アルケイディア帝国の首都、帝都アルケイディスは、ガルテア連邦時代から栄える学術都市だった。街には見上げるような高層建築がひしめき、そのビルの間をエアタクシーが行き交っていた。ヴァンはここご敵国であることも忘れたかのように、アルケイディスの近代的な町並みに圧倒されていた。ラバナスタは歴史こそあったけれど、高層ビルが建ち並ぶ都会ではない。また、砂漠地帯で軽装の国民が多いラバナスタと比べ、アルケイディスにはドレスやスーツを身にまとった洗練されてた人々が行き交っている。旧市街地とは大違いだった。

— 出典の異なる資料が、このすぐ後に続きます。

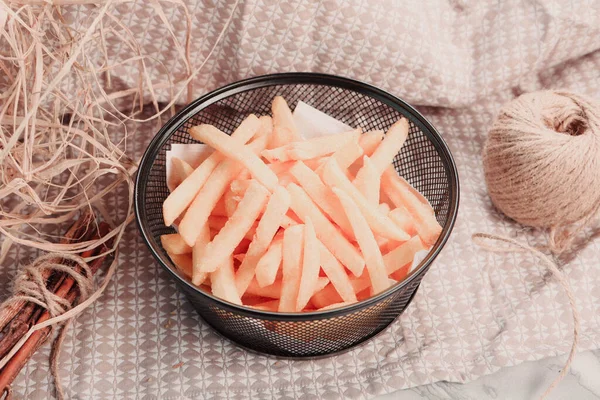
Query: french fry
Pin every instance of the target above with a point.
(220, 209)
(234, 150)
(368, 181)
(283, 118)
(402, 255)
(403, 219)
(272, 305)
(267, 227)
(223, 282)
(425, 222)
(390, 145)
(336, 274)
(174, 244)
(179, 171)
(327, 233)
(321, 195)
(216, 223)
(369, 141)
(280, 167)
(230, 202)
(183, 262)
(401, 273)
(277, 155)
(272, 291)
(310, 149)
(184, 194)
(310, 266)
(289, 220)
(336, 305)
(384, 208)
(268, 265)
(321, 146)
(209, 195)
(347, 154)
(235, 228)
(330, 295)
(239, 186)
(242, 247)
(378, 222)
(199, 277)
(293, 239)
(321, 283)
(366, 242)
(280, 137)
(266, 125)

ヴァンは、すっかり、初めて見る都会的な景色に魅せられてていた。
「何してんの、おのぼりさん」パンネロがクスクス笑ってヴァンの隣に並んだ。
「・・・見物して悪いかよ・・・・。そりゃあ、ここは帝国だけどさ」
「・・・・ヴァン、変わったよ」きまり悪そうな表情で答えたヴァンにパンネロは、穏やかな笑みを見せた。「前はね、こだわっていたっていうか、苛ついていたっていうか・・・時々だけど」パンネロは、ラバナスタを出た当時、ヴァンが帝国に関する全てを目の敵にしていた事を思いだしていた。 その彼が、この長い旅を経て、今はこだわりもなく帝国の姿に関心したり、驚いたりしている。 多分、彼は過去の傷を消化しつつあるのだろう、と、感慨深くヴァンを見つめた。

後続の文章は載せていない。